Future application: an app that teaches reading classical Tibetan

Follow established best practices to teach people to read classical Tibetan.

Palden Nyima
Palden Nyima

We will follow Lingoal to design an app that teaches reading classical Tibetan, as well as physical teacher tools to help prepare lessons. The app can be made for smartphones as well as the Raspberry Pi, which would allow us to run it with very little electricity and bundle it with many other teaching tools for science, mathematics and programming.

Outline of the app

The main capability of the app would be to use word segmentation, part-of-speech tagging and named entity recognition to display an overlay over Tibetan text like so:

ཞིང་སྐལ་ བྲེ་པེ་སྟན་ཆུང་ བྱ་བ་ མིང་ མི་ སྙན་ རུང་ སྟོན་ཐོག་ གཞུན་པོ་ ཡོང་པ་ ཅིག་ ཡོད་པ་ དེ
NOUN PROPN NOUN NOUN AUX VERB PART NOUN ADJ NOUN PART NOUN DET

For the purposes of teaching the language, the app should start with the unsegmented text:

ཞིང་སྐལ་བྲེ་པེ་སྟན་ཆུང་བྱ་བ་མིང་མི་སྙན་རུང་སྟོན་ཐོག་གཞུན་པོ་ཡོང་པ་ཅིག་ཡོད་པ་དེ།

The user is then requested to provide a word segmentation by indicating where the word breaks are. If the user is able to do this, the app uses the model to score the word segmentation quality and grade the result. If the user cannot do this, the app uses the model to provide a segmentation for them. Likewise, we can request the user to also label the word parts of speech, such as whether the word is a noun, a verb, an adjective, or a particle.

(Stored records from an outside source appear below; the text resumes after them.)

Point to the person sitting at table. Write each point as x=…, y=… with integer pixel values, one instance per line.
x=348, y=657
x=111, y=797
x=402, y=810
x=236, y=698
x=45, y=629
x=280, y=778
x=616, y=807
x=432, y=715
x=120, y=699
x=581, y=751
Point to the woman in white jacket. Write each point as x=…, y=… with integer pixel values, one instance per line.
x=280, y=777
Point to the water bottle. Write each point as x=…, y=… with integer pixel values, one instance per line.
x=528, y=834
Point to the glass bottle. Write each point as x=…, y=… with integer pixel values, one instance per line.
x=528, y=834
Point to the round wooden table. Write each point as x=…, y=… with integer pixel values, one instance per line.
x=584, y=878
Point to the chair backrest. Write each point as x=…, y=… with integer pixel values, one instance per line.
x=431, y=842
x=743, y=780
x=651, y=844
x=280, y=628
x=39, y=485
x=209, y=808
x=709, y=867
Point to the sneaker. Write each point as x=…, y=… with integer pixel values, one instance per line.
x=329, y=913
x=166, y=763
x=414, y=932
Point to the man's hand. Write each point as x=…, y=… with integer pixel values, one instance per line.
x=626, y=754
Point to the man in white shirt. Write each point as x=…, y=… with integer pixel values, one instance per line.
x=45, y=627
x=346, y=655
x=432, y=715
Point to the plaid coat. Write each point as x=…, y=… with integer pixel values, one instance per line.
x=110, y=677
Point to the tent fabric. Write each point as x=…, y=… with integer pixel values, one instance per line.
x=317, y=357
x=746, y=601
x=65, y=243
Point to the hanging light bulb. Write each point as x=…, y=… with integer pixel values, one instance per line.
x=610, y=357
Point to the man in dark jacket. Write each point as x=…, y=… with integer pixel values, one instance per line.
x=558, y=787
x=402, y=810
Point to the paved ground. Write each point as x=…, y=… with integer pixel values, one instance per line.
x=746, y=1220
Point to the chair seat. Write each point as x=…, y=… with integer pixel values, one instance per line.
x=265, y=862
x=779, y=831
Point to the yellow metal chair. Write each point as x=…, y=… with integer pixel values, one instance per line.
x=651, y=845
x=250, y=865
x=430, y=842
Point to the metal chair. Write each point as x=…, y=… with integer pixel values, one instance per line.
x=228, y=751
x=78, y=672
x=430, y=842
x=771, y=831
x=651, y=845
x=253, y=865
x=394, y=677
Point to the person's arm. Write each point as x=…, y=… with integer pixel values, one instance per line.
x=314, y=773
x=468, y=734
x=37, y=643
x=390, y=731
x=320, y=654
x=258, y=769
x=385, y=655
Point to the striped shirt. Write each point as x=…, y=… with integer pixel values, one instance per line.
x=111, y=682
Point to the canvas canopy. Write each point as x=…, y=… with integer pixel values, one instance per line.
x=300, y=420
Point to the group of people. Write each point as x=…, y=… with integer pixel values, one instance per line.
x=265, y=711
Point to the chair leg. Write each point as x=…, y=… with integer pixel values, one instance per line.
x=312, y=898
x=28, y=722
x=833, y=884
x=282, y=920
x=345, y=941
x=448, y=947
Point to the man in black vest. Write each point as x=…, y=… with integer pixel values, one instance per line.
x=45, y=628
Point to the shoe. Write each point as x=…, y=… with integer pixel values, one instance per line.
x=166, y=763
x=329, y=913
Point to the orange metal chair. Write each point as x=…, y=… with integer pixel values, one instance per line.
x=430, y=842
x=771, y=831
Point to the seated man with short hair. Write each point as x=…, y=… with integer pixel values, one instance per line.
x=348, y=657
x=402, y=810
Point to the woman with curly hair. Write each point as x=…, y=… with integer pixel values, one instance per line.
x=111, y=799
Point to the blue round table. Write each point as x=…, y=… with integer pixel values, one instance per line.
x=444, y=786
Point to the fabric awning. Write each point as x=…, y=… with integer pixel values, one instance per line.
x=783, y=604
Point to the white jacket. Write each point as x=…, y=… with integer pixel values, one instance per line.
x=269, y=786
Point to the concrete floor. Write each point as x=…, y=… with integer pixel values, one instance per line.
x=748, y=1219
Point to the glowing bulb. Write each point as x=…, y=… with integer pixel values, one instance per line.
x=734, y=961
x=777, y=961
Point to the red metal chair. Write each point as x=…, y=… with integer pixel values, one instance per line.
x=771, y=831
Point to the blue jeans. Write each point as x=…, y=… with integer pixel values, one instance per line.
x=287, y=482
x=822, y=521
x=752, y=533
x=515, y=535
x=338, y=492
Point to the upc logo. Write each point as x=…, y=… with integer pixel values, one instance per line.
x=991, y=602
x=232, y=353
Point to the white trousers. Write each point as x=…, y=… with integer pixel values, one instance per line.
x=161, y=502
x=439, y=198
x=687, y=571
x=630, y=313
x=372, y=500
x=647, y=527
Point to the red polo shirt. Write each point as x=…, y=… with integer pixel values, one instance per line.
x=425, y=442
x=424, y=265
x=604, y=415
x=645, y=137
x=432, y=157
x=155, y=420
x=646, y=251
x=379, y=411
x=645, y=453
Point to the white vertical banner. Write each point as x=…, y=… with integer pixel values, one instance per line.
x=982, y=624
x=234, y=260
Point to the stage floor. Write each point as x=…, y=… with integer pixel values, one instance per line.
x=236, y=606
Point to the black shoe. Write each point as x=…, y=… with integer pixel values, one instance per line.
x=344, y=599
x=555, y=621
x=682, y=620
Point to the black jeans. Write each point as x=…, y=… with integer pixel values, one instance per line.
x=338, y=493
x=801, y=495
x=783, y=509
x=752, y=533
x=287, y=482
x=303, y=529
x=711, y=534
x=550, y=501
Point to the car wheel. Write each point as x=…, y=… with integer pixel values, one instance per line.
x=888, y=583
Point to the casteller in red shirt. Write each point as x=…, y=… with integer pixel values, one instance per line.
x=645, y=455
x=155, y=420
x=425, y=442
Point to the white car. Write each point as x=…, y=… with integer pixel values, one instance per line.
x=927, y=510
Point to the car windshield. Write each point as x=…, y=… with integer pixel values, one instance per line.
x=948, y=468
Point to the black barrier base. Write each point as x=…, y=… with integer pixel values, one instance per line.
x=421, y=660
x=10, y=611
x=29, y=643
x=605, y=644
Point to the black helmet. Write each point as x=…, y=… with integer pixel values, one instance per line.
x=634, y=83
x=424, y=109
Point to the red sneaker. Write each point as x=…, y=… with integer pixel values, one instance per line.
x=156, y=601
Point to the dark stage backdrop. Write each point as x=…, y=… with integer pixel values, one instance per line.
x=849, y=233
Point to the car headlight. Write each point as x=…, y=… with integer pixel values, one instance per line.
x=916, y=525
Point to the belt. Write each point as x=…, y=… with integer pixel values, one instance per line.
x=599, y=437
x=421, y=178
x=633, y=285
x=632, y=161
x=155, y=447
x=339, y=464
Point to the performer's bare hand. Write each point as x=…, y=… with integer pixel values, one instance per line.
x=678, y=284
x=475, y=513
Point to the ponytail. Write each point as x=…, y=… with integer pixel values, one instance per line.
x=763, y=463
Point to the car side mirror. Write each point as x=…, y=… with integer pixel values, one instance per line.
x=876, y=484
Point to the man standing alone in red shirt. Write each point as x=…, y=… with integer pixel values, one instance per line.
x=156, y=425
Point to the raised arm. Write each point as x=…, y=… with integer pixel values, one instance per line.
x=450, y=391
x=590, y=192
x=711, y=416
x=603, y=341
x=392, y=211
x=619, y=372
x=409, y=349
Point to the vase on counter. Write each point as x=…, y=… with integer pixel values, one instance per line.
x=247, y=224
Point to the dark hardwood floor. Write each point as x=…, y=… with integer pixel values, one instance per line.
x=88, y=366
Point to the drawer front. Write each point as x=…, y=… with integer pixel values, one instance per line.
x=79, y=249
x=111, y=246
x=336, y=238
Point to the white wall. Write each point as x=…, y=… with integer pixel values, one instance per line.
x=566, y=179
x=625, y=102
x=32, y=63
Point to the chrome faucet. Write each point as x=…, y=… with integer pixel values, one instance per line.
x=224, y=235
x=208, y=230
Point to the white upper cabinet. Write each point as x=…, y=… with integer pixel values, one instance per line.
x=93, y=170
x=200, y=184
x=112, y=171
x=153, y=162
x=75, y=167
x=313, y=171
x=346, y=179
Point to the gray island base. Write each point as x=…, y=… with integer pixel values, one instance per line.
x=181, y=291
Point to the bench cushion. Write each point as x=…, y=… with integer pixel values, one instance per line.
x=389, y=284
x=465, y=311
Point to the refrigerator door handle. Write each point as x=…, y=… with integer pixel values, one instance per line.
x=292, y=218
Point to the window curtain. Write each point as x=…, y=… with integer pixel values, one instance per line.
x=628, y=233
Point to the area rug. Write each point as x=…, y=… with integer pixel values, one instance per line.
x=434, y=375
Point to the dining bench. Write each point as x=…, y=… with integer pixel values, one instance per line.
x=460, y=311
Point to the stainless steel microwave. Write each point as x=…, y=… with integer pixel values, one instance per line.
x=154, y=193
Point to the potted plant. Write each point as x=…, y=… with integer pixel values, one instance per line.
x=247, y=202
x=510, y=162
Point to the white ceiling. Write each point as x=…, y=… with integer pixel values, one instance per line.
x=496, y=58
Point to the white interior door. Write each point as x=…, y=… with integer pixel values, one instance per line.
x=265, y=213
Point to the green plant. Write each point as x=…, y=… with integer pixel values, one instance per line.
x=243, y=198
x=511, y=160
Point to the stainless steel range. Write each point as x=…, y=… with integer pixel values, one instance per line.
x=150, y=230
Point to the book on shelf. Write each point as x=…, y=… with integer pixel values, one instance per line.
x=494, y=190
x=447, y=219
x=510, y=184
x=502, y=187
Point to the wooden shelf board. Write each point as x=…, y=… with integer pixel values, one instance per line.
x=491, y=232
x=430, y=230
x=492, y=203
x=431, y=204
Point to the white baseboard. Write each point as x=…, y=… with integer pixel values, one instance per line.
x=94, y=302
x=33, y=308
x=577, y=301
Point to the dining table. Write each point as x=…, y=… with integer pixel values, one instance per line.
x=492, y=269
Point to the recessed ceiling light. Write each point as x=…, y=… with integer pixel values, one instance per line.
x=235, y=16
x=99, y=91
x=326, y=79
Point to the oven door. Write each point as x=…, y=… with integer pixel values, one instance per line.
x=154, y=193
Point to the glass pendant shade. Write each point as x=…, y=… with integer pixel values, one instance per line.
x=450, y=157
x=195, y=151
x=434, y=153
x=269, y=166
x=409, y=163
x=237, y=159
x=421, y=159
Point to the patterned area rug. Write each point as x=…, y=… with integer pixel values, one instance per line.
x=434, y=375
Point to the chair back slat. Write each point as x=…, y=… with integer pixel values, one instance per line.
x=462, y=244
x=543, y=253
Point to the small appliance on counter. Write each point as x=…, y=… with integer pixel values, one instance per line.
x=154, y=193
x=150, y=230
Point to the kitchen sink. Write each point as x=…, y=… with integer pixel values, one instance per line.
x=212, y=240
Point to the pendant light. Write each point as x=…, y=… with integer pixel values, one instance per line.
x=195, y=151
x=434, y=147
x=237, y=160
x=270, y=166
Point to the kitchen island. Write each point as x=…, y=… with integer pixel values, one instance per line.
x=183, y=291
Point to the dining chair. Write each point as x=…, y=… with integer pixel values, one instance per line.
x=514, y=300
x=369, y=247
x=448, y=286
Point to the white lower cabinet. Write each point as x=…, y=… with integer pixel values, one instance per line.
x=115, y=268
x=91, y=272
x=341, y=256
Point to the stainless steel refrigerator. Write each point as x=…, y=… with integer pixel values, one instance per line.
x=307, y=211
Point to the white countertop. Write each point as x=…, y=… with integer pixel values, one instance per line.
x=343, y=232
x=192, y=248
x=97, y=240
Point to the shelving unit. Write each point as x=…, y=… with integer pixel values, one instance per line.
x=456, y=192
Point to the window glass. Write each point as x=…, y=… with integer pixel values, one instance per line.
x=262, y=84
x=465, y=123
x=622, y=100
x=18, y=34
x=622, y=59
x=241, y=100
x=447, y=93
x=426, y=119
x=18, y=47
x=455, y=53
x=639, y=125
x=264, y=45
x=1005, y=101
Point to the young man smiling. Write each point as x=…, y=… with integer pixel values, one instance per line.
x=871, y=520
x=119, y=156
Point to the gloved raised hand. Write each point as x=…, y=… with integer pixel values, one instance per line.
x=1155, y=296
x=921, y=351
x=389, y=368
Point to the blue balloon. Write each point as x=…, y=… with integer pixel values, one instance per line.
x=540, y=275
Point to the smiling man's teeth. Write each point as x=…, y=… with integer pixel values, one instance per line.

Once the segmentation step is completed, the app displays a red-yellow-green overlay over the words like so:

ཞིང་སྐལ་ བྲེ་པེ་སྟན་ཆུང་ བྱ་བ་ མིང་ མི་ སྙན་ རུང་ སྟོན་ཐོག་ གཞུན་པོ་ ཡོང་པ་ ཅིག་ ཡོད་པ་ དེ 

A word is green if the user knows it, red if the user doesn't know it, and yellow if the user doesn't know it but is expected to know it according to their reading level. The word knowledge is determined by tests the user can take. Upon tapping/clicking on a word, a dictionary entry for that word is displayed. For further details, see the Lingoal app, especially the video on their homepage.

Research needed

We first need to complete several research steps before we can develop this app.

  • A model for Tibetan word segmentation, part-of-speech tagging and named entity recognition. This is likely a single model that combines all three tasks and uses morpheme-level or even character-level tokenization. Developing this model is part of our current roadmap for this year.

  • A simplified contextual dictionary that has only a short list of possible English words for a given Tibetan word (not long sentences) and that takes the part-of-speech tag into account. We would like to first use unsupervised machine translation to discover a first draft of this dictionary automatically, and then partner with linguists to complete it.

  • Reading levels for words in this dictionary. There is likely an automated way to do this, we will investigate.

Delivery methods

Once the requisite research is complete, we can develop a universal codebase that allows us to deliver this application.

  • Smartphone app, especially as a React Native or Flutter universal application.
  • Raspberry Pi. Back of the envelope calculations suggest that the Raspberry Pi 4 should be a viable, low cost, low power platform to run these kinds of language teaching tools. A big advantage of the Raspberry Pi is that it is a full computer that's running Linux, with many additional teaching tools for science, mathematics, and computer science that can be deployed alongside our applications.
  • Desktop app. This should be an easy adaptation of the smartphone app, if we develop it in a universal framework.
  • Printouts. This would be a web application that can be used to produce printouts of exercises for in-person instruction.